There is a reason standard underwriting only gives you credit for 75% occupancy. The effort is not worth the money. I spent years grinding out rental property between 2002-2010 and even if the housing market hadn’t crashed, I would have been better off focusing on my career.

From 2010-2020, by concentrating on my career I tripled my compensation without having to relocate. Not bragging, it’s about that of a mid level software engineer at any BigTech company in the US (I work remotely at BigTech in the cloud consulting department). Even now if I cared to, I could put in 6 months to a year worth of practicing coding interviews and probably increase it by another $100K.

Residential real estate is not “passive income” by any stretch. I am better off just investing my income from my 9-5 in REITS if I wanted exposure to real estate.


I pay a property manager, 10% rent plus VAT, plus whatever costs are involved in actually fixing stuff that needs fixing.

I do so for a few reasons: first, I have no idea what my obligations are as a landlord and they do; second, they have a list of local tradespeople whereas I live in a different country; and thirdly, the property is an apartment and the common areas and exterior were already being managed by them.


Depends on your personality and skill set. When I rented I watched the property management company do a shitty job on all of the work they did. They would treat the renters (not their customer but their customer's customer) with pure contempt. One place would not let me see the lease terms until I paid a non refundable deposit up front (I walked). Another presented a lease renewal with open ended charge backs and used pretty words to tell me how fair they were but refused to modify the lease (I moved).

On the other hand I watched my wife tell a male owner that she would not accept a rent increase and he backed down.

Overall if you only have one property, have the right skill set and personality I would say you are better off doing it yourself. If you cannot say no to a young woman then you had better let someone else take care of it for you.


As a single property owner a management company is going to give you the B team or C team. You simply don’t bring enough to the table to matter.


This is 300% the case, and they don’t care about you, either.

You’re probably better off finding a good tenant and paying the tenant to manage themselves, paradoxically.

Rental management for the most perfect possible tenants (parents) is still a moderate annoyance and more expensive than expected. Without appreciation I’d be below zero, and even with it I’d have to do some serious work to figure out how much I’ve “made”.
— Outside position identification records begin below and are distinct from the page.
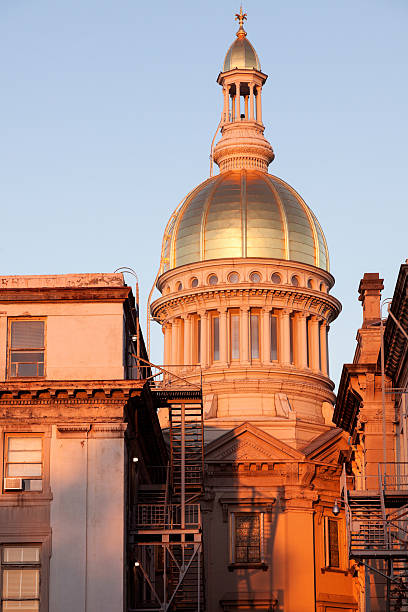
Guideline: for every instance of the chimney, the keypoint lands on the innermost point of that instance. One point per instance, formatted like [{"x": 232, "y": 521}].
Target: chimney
[{"x": 370, "y": 289}]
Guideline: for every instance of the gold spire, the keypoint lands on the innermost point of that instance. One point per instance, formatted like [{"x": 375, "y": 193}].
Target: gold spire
[{"x": 241, "y": 18}]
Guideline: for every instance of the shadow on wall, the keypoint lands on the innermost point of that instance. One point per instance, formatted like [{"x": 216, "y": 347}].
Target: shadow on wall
[{"x": 243, "y": 568}]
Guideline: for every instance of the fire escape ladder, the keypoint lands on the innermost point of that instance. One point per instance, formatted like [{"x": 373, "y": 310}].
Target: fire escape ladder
[
  {"x": 377, "y": 530},
  {"x": 167, "y": 533},
  {"x": 187, "y": 464}
]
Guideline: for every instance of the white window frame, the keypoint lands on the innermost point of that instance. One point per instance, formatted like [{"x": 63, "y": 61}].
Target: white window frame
[{"x": 232, "y": 516}]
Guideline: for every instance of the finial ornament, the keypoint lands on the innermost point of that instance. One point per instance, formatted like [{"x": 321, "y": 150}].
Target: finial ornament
[{"x": 240, "y": 17}]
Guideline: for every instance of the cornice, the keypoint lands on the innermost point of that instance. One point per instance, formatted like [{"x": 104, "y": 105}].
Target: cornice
[
  {"x": 301, "y": 299},
  {"x": 64, "y": 294},
  {"x": 45, "y": 391}
]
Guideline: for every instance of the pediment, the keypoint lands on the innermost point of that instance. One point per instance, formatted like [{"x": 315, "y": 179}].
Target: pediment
[{"x": 248, "y": 443}]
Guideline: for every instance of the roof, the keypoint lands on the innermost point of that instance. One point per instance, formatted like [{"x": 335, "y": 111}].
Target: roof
[
  {"x": 240, "y": 214},
  {"x": 241, "y": 54}
]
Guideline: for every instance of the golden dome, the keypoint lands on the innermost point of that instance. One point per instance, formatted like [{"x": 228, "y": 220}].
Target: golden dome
[
  {"x": 243, "y": 213},
  {"x": 241, "y": 54}
]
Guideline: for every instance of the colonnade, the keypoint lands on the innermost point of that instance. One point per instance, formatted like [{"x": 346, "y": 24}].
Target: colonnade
[
  {"x": 266, "y": 336},
  {"x": 252, "y": 102}
]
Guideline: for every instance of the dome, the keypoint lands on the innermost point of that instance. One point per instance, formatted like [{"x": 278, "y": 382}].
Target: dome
[
  {"x": 244, "y": 213},
  {"x": 241, "y": 54}
]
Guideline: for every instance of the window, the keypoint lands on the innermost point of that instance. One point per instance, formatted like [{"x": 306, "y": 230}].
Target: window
[
  {"x": 198, "y": 339},
  {"x": 20, "y": 569},
  {"x": 233, "y": 277},
  {"x": 247, "y": 537},
  {"x": 255, "y": 277},
  {"x": 26, "y": 348},
  {"x": 332, "y": 542},
  {"x": 216, "y": 338},
  {"x": 234, "y": 322},
  {"x": 291, "y": 337},
  {"x": 254, "y": 335},
  {"x": 274, "y": 337},
  {"x": 23, "y": 467}
]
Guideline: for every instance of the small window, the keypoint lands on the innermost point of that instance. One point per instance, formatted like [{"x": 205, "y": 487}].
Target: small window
[
  {"x": 216, "y": 338},
  {"x": 254, "y": 319},
  {"x": 20, "y": 569},
  {"x": 332, "y": 542},
  {"x": 255, "y": 277},
  {"x": 26, "y": 349},
  {"x": 234, "y": 334},
  {"x": 247, "y": 537},
  {"x": 23, "y": 464},
  {"x": 233, "y": 277},
  {"x": 274, "y": 337}
]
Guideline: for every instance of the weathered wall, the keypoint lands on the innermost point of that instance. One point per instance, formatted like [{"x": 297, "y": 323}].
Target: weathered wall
[{"x": 87, "y": 521}]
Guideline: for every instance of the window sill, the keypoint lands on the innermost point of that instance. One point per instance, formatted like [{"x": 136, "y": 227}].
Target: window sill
[
  {"x": 234, "y": 566},
  {"x": 334, "y": 570}
]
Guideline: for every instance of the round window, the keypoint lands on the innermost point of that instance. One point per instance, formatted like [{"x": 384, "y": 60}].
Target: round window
[{"x": 255, "y": 277}]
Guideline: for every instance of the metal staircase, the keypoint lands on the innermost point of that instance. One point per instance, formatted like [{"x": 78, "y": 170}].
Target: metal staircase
[
  {"x": 167, "y": 521},
  {"x": 377, "y": 531}
]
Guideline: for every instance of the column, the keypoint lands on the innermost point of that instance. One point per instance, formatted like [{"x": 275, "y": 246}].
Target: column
[
  {"x": 167, "y": 343},
  {"x": 244, "y": 335},
  {"x": 314, "y": 343},
  {"x": 187, "y": 341},
  {"x": 266, "y": 336},
  {"x": 323, "y": 347},
  {"x": 226, "y": 104},
  {"x": 223, "y": 336},
  {"x": 204, "y": 338},
  {"x": 258, "y": 105},
  {"x": 284, "y": 327},
  {"x": 251, "y": 100},
  {"x": 174, "y": 342},
  {"x": 301, "y": 322}
]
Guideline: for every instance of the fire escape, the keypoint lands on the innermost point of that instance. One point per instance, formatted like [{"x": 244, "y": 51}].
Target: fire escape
[
  {"x": 166, "y": 531},
  {"x": 377, "y": 529}
]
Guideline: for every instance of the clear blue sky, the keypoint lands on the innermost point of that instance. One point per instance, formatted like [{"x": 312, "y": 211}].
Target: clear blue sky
[{"x": 108, "y": 109}]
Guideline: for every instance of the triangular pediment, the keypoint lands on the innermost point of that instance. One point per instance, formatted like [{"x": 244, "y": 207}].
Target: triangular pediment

Because you want to be insulated from the trouble renters can cause. Heating breaks at 7 in the morning on saturday? Time to call the landlord. They let mold destroy the bathroom? Better have insurance and now hire someone to take care of it etc.

All of that goes away for a percentage.


I thought that if I ever get a duplex and rent one side out and live in the other. I would still get a property manager and never let the tenants know I own the place. For context: former landlord.


single unit landlord here… i’ve done the management myself, and i currently use a management firm (which charges me a very reasonable percentage each month).

i made the shift because i was tired of having to deal with every minor crisis myself, take time away from work to (for example) meet prospective tenants, get a new AC installed, handle the make-ready process, etc. i had a good long stretch with one tenant that was low-maintenance but they moved out suddenly with very little notice (add managing the lease agreement to the list of stuff i don’t like doing as a landlord) and a lot of work i had to do to clean up after them.

all things considered, i’m happy to fork over 5% each month to someone else to deal with those headaches.


Just do be aware that if the problems get too big the property management firm will walk, leaving you with the bag.

Insurance can only do so much to protect against that, but the worst case scenarios are thankfully relatively rare.


You haven’t had to deal with evictions, slow paying tenants, or tenants who don’t take care of your stuff have you?


Because who wants to deal with the day to day nonsense? I've got a full time job and hobbies already.


You moved to a different location but didn't want to sell your house due to favorable mortgage rate?